Hello everyone!
Welcome to another of my posts, which will be about computer(mainly CPU and GPU) architectures.

So, what exactly is a computer architecture? Computer architecture is kind of like.. its difficult to explain really, so lets get there from the basics. First of all, it should be noted that computer architecture isnt singular. Theres propably more than 1 computer architecture in a computer, but there can be up to preety much unlimited. So, theres for example CPU architecture, GPU architecture, and all other _PU architectures. For example, nvidia gpus use the CUDA architecture, cpus commonly use something like x86 or arm, etc.

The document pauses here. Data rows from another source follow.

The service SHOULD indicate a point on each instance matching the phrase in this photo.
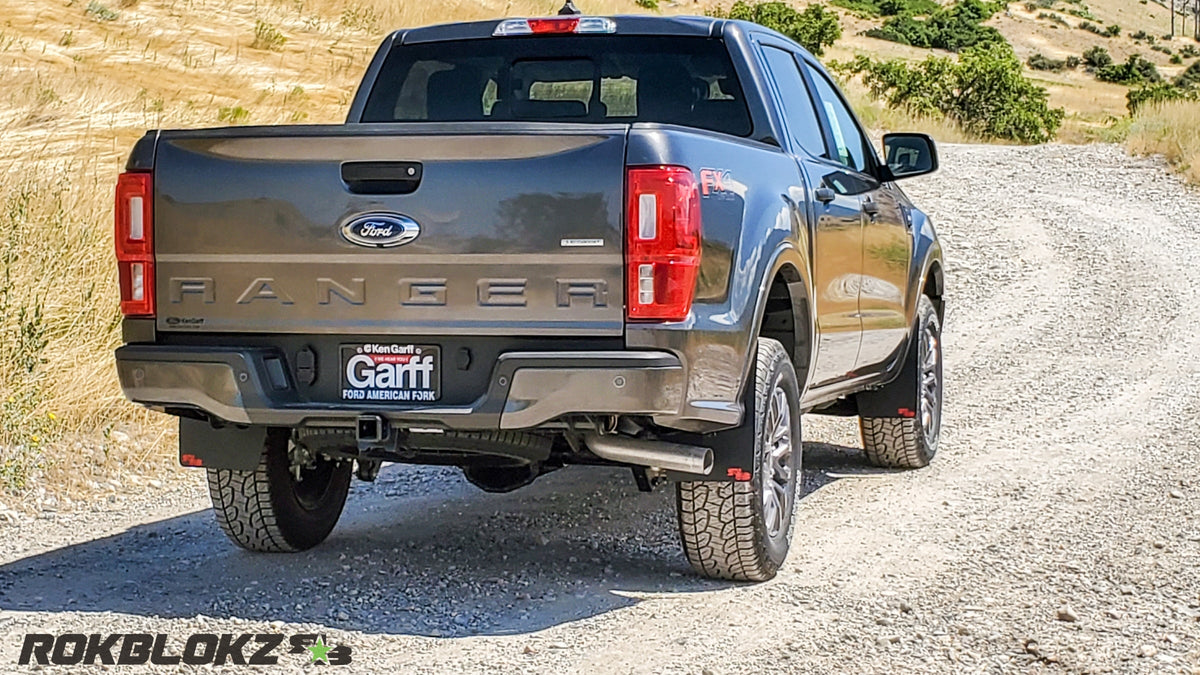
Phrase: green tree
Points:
(984, 91)
(814, 29)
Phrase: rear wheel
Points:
(273, 508)
(911, 442)
(742, 530)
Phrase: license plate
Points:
(391, 372)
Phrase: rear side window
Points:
(580, 79)
(802, 118)
(847, 141)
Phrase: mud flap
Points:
(231, 447)
(899, 396)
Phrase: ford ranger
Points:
(639, 242)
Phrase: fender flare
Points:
(733, 448)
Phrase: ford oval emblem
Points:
(381, 231)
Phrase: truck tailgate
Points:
(310, 230)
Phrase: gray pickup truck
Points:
(640, 242)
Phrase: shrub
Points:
(1054, 18)
(953, 28)
(983, 91)
(1157, 94)
(1039, 61)
(815, 28)
(887, 7)
(1110, 31)
(1137, 70)
(1097, 57)
(267, 36)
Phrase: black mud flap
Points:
(899, 396)
(229, 447)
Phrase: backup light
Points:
(555, 25)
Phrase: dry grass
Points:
(1171, 130)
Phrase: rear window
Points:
(571, 78)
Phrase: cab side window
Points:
(802, 119)
(849, 143)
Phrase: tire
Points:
(742, 530)
(911, 442)
(268, 511)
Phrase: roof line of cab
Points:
(627, 24)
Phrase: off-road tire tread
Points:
(898, 442)
(894, 442)
(717, 519)
(241, 501)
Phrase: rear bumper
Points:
(526, 389)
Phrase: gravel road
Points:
(1056, 531)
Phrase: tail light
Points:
(135, 244)
(661, 243)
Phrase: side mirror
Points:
(910, 154)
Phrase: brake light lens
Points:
(133, 234)
(555, 25)
(663, 243)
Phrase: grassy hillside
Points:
(1091, 105)
(82, 79)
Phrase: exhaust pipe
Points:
(658, 454)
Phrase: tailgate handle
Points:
(382, 178)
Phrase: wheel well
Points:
(934, 286)
(785, 311)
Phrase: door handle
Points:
(382, 178)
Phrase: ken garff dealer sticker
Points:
(381, 231)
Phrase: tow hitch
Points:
(371, 431)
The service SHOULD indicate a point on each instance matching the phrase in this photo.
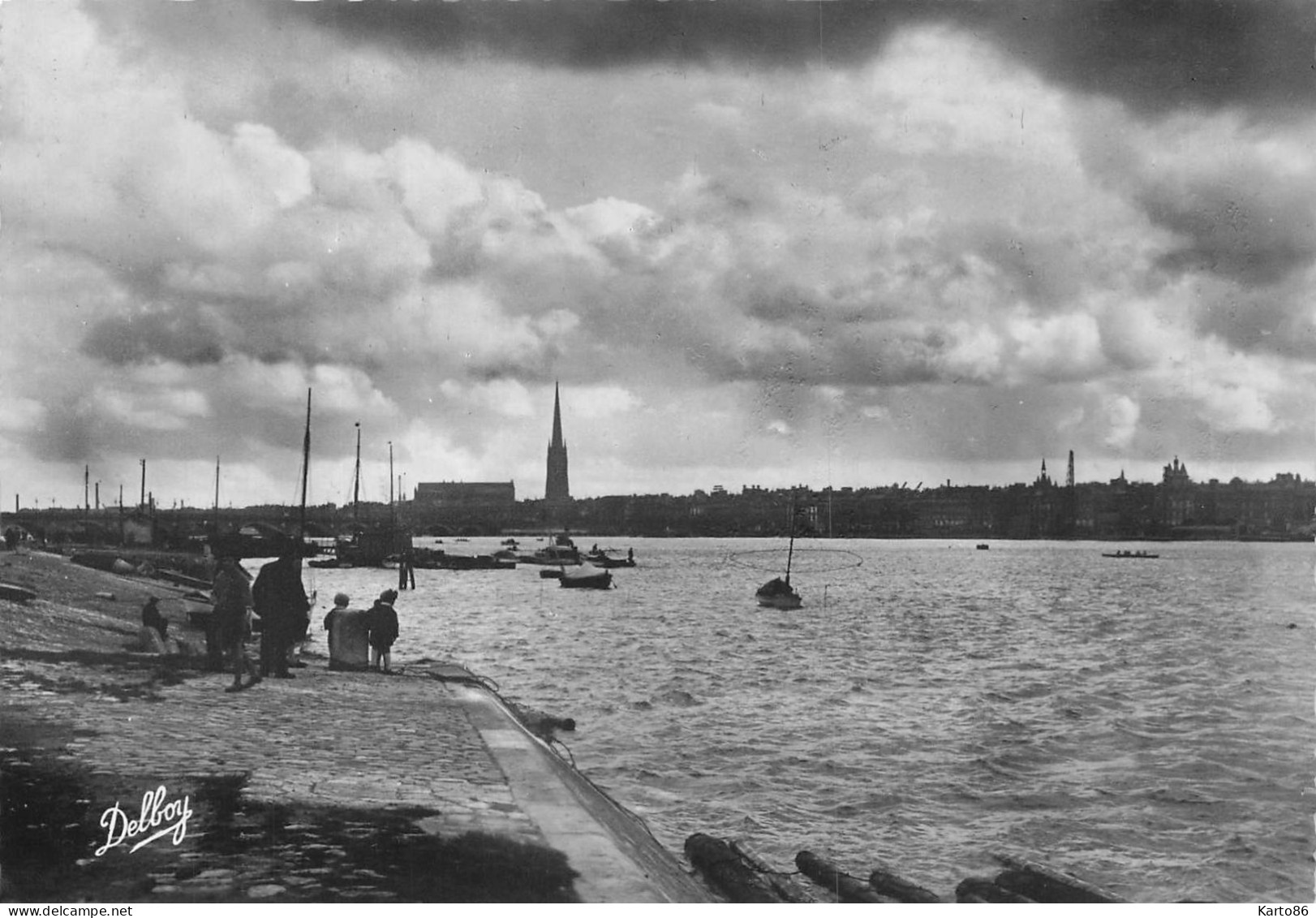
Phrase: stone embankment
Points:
(330, 787)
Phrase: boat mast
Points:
(355, 481)
(215, 526)
(790, 551)
(306, 472)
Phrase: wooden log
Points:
(829, 876)
(1044, 884)
(727, 873)
(979, 890)
(782, 884)
(888, 884)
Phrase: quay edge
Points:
(325, 774)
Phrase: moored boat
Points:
(778, 593)
(586, 577)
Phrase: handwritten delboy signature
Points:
(154, 812)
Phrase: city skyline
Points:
(759, 243)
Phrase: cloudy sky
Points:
(759, 243)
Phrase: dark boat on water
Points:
(586, 577)
(778, 592)
(604, 560)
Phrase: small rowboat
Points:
(16, 593)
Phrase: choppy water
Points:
(1142, 723)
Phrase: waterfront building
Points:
(465, 494)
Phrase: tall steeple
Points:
(556, 484)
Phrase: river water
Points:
(1146, 725)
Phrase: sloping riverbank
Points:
(330, 787)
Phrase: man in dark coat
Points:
(152, 617)
(281, 601)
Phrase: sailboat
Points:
(778, 592)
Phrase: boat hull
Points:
(781, 601)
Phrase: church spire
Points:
(556, 486)
(557, 420)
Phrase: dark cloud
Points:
(1152, 54)
(174, 336)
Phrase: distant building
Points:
(556, 488)
(465, 495)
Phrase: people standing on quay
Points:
(383, 630)
(232, 597)
(406, 571)
(281, 601)
(348, 631)
(152, 617)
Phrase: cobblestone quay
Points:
(329, 787)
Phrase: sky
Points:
(755, 243)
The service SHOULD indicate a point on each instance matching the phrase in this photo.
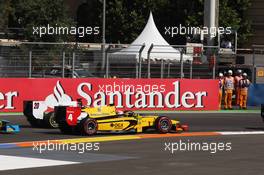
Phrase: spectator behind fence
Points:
(238, 77)
(244, 83)
(228, 87)
(221, 85)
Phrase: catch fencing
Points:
(38, 60)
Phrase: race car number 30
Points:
(72, 114)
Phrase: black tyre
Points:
(50, 120)
(65, 128)
(129, 113)
(163, 124)
(89, 126)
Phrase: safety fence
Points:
(28, 59)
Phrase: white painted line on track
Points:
(241, 132)
(14, 162)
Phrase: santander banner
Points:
(127, 94)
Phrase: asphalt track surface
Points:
(148, 155)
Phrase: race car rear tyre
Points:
(35, 123)
(90, 126)
(50, 120)
(163, 124)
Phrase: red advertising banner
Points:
(135, 94)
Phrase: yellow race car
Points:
(89, 120)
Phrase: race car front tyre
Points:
(50, 120)
(163, 124)
(90, 126)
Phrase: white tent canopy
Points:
(150, 35)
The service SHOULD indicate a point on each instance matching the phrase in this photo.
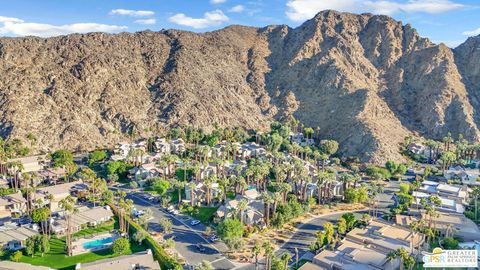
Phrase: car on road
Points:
(200, 248)
(195, 222)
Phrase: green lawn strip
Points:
(204, 214)
(108, 226)
(57, 259)
(181, 174)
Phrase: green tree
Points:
(350, 220)
(230, 229)
(329, 147)
(139, 236)
(16, 256)
(204, 265)
(41, 215)
(30, 246)
(161, 186)
(42, 244)
(97, 156)
(391, 166)
(449, 243)
(120, 246)
(404, 188)
(329, 232)
(64, 158)
(166, 224)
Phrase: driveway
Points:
(186, 237)
(305, 233)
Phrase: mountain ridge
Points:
(366, 80)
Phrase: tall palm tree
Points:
(267, 200)
(257, 250)
(68, 205)
(185, 162)
(242, 206)
(191, 187)
(403, 255)
(286, 257)
(276, 198)
(268, 251)
(179, 185)
(391, 256)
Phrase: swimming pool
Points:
(98, 242)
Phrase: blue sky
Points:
(448, 21)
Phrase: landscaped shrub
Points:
(166, 262)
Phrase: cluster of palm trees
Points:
(449, 150)
(406, 261)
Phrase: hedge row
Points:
(166, 262)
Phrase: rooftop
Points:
(12, 198)
(62, 188)
(15, 234)
(141, 260)
(9, 265)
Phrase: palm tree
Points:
(324, 179)
(242, 206)
(192, 186)
(276, 198)
(268, 251)
(185, 162)
(257, 251)
(209, 183)
(286, 257)
(449, 230)
(403, 255)
(267, 200)
(68, 205)
(16, 168)
(179, 185)
(391, 256)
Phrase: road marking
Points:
(193, 230)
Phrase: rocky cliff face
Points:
(366, 81)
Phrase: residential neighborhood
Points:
(232, 200)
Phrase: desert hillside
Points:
(367, 81)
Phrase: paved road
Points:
(186, 237)
(306, 232)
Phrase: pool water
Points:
(98, 242)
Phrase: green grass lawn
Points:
(57, 259)
(107, 226)
(230, 195)
(204, 214)
(180, 173)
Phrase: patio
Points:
(93, 243)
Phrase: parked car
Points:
(200, 248)
(195, 222)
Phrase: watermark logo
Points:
(450, 258)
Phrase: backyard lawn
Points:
(57, 259)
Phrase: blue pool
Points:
(98, 242)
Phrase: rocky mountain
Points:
(367, 81)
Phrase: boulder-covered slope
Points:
(367, 81)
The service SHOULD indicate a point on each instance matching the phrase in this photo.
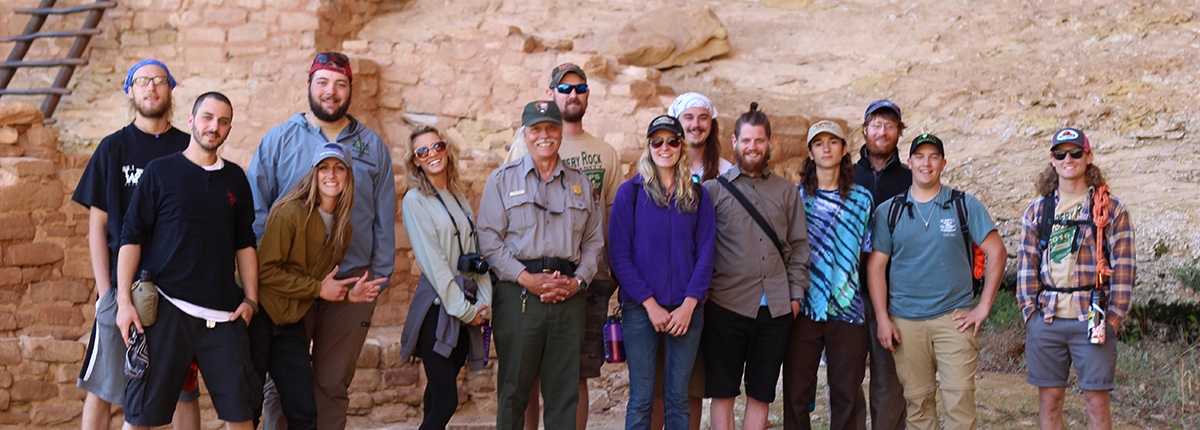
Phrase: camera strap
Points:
(455, 222)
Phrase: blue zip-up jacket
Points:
(286, 155)
(660, 251)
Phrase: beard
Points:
(574, 111)
(198, 136)
(748, 166)
(329, 117)
(153, 112)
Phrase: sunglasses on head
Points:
(426, 151)
(1061, 154)
(673, 142)
(334, 59)
(568, 88)
(145, 81)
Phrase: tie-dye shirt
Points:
(839, 232)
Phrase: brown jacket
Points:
(293, 258)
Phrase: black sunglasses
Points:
(1061, 154)
(337, 59)
(567, 88)
(675, 142)
(426, 151)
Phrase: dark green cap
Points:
(540, 112)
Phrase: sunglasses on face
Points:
(426, 151)
(673, 142)
(568, 88)
(145, 81)
(333, 59)
(1061, 154)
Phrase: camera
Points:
(473, 263)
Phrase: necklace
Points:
(923, 215)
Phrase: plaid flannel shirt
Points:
(1033, 267)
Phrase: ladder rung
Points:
(69, 61)
(35, 91)
(65, 10)
(51, 34)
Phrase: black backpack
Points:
(1045, 225)
(958, 198)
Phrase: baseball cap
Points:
(826, 126)
(562, 70)
(689, 100)
(881, 105)
(333, 150)
(331, 61)
(149, 61)
(540, 112)
(1071, 136)
(665, 123)
(927, 138)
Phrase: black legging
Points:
(441, 372)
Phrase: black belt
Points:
(550, 264)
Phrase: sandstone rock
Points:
(33, 254)
(393, 413)
(360, 400)
(669, 37)
(9, 275)
(52, 350)
(54, 414)
(19, 113)
(60, 291)
(30, 390)
(13, 417)
(365, 380)
(30, 196)
(16, 227)
(10, 353)
(7, 136)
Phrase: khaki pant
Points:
(934, 357)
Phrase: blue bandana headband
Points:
(129, 78)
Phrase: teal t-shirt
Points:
(930, 273)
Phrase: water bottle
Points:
(613, 341)
(1096, 314)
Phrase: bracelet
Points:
(253, 305)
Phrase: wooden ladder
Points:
(66, 66)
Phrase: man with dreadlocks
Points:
(1074, 281)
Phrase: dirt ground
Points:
(1005, 401)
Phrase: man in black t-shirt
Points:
(106, 189)
(880, 171)
(190, 224)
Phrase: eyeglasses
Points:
(335, 59)
(426, 151)
(145, 81)
(1061, 154)
(673, 142)
(567, 88)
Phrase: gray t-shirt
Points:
(930, 273)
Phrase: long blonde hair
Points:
(306, 192)
(684, 195)
(415, 175)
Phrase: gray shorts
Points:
(1050, 350)
(103, 368)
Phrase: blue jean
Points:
(641, 348)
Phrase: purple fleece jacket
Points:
(660, 251)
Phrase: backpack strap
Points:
(898, 203)
(958, 198)
(754, 214)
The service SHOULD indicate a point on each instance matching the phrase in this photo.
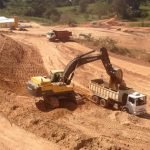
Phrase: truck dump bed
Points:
(100, 88)
(63, 34)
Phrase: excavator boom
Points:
(115, 74)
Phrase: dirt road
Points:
(84, 127)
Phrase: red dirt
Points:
(83, 127)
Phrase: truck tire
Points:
(96, 99)
(125, 109)
(110, 104)
(103, 103)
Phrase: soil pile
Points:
(18, 62)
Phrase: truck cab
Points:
(136, 103)
(55, 75)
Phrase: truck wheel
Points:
(125, 109)
(103, 103)
(110, 104)
(96, 99)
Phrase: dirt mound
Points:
(18, 62)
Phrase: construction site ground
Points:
(25, 122)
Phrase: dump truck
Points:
(63, 35)
(126, 99)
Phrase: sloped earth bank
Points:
(85, 127)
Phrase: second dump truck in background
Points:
(63, 35)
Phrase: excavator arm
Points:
(115, 74)
(76, 62)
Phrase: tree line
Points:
(48, 8)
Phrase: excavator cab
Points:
(55, 75)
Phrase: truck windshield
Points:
(132, 100)
(140, 101)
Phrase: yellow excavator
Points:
(57, 85)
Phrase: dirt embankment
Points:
(18, 62)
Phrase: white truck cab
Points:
(136, 103)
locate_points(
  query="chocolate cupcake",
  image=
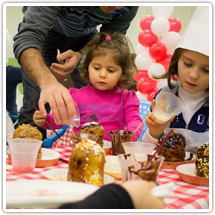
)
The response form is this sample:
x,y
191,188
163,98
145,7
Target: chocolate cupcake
x,y
202,160
174,148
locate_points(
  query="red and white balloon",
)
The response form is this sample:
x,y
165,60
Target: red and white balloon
x,y
157,42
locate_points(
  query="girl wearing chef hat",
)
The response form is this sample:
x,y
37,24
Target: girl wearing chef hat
x,y
189,68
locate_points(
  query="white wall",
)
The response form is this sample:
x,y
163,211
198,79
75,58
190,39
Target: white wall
x,y
14,16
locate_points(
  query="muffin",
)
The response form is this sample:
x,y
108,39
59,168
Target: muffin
x,y
86,163
202,160
96,129
173,149
29,132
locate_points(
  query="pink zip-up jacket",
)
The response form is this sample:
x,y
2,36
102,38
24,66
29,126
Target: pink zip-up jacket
x,y
115,109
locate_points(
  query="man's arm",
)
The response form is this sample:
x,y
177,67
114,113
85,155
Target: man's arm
x,y
52,91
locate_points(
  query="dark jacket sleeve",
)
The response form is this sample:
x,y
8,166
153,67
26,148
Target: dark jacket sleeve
x,y
112,196
33,29
121,21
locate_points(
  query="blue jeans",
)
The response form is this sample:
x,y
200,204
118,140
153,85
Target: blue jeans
x,y
31,91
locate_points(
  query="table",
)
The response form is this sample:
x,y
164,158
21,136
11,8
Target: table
x,y
186,196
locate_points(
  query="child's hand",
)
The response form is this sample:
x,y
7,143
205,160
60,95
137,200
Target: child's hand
x,y
39,119
156,129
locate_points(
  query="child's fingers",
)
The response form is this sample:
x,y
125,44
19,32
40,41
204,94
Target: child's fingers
x,y
40,121
39,115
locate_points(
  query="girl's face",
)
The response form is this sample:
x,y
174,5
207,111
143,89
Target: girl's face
x,y
104,73
193,71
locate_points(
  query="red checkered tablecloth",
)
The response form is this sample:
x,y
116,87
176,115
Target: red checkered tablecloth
x,y
186,196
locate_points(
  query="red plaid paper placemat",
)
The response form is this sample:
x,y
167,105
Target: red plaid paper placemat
x,y
186,196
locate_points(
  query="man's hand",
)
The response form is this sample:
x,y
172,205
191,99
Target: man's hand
x,y
60,102
71,59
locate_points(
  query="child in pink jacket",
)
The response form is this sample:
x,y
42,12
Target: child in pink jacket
x,y
109,69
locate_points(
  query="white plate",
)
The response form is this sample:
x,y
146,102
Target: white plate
x,y
45,193
49,158
61,175
112,167
173,165
187,173
106,144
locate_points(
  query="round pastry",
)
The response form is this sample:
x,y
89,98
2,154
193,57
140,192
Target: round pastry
x,y
29,132
86,163
96,129
173,149
202,160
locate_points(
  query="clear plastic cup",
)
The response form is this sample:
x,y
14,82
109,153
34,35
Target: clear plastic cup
x,y
24,154
167,105
75,121
138,147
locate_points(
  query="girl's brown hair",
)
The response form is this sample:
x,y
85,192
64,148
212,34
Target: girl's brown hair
x,y
119,47
173,71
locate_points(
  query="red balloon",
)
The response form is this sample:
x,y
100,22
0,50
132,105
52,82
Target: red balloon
x,y
146,22
140,74
146,85
144,73
175,24
151,95
147,38
166,61
158,51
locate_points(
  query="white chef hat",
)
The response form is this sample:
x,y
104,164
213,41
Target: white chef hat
x,y
196,36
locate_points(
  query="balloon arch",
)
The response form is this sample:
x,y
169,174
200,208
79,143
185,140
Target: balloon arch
x,y
157,42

And what exactly does computer architecture consist of? Well for developers, its commonly the instruction set, some specs of the architecture, etc. and the smaller the architecture set, the less transistor does the CPU need and therefore the less power it consumes. Thats why reduced instruction set architectures(e.g. RISC, ARM) were created. For example, x86 architecture contains somewhere from 1500-6000instructions, depending on the number of the extensions, while RISC-V(5th gen.) contains only about 40 at its base, however this is much less than it normally is, because risc-v is modular, so we can count about 200instructions with normal risc-v cpu. This is still much less than x86 however, thus making it faster and cheaper to manufacture.

Why not make the fewest instructions as possible, if this is the case tho? Well, then there will be much less functionality to the cpu! For example if you try to find a way on arm to easily divide two numbers, you will most likely find that its close to impossible to do it easily. You have to use some stupidly large number, which will somehow trigger the division in the alu etc. So, its ideal to have all important, but not any unimportant instructions.

Now, why would we even care about CPU instructions? Well, for example when you try to compile a file for ARM, the process is different than for x86 for example. Lets try to run an arm executable on x86, shall we? Lets make a simple empty executable like this: int main(){} Now, lets compile it! I will use the arm-none-eabi-gcc for the job, and I can use it normally like any gcc complier. That brings me to another point, cross compilation. Unless you own every single computer architecture computer in history, its preety much impossible to avoid it. Not only does it take a lot of time to download all the compliers, but you will most likely find yourself in a lot of trouble setting them up and everything. This is big advantage of non-fully compiled languages like java, because you don't have to do preety much any setting up for every computer architecute, and it will propably just work on the machine if it supports java.

CPU architecture isn't the only one by far to be aware of tho, so, what about CUDA for example? Its an architecture thats used on GPUs, therefore the more cores, the better. Modern GPUs can have more than one type of cores tho. For example, some have CUDA cores, combined with some ML(machine learning) cores, with some even weirder architecture cores. Luckily, we don't need to strugle programming all of them in assembly. There are easy to use libraries like OpenGL, Vulkan, and many others that not only take one GPU type, but all of them and make everything work together nicely, at only the cost of some additional filesize, if the exectuable is not dynamic.

Anyway back to the arm file, when I compiled using the arm-none-eadbi complier, it compiled, but failed to run due to the incompatibility, which was highly expected. Well, but why don't we make just one computer architecture for everything, that would have the ideal amount of instructions, would be fast and everything like that? Well, its not possible to do this job goodly. Why? We cannot make universal architecture, because everything requires something different. x86 chips were designed right now for over propably 40years, so it makes sence they are so bloated, with every new generation adding tens of instrucitons. CUDA cores on the other hand are designed to use as few transistors as possible, because as many cores you can stick on the singular silicon chip, the better. Its something like when the CPU trying to do everything, including the tasks it shouldn't. Developers use CPU's for example for many parraler tasks, instead of using the GPU, because its easier, obviously, making the entire program slower and the experience using it worse.

Well, that will propably be all for today, see you next(or previous, in case of another time issue) time!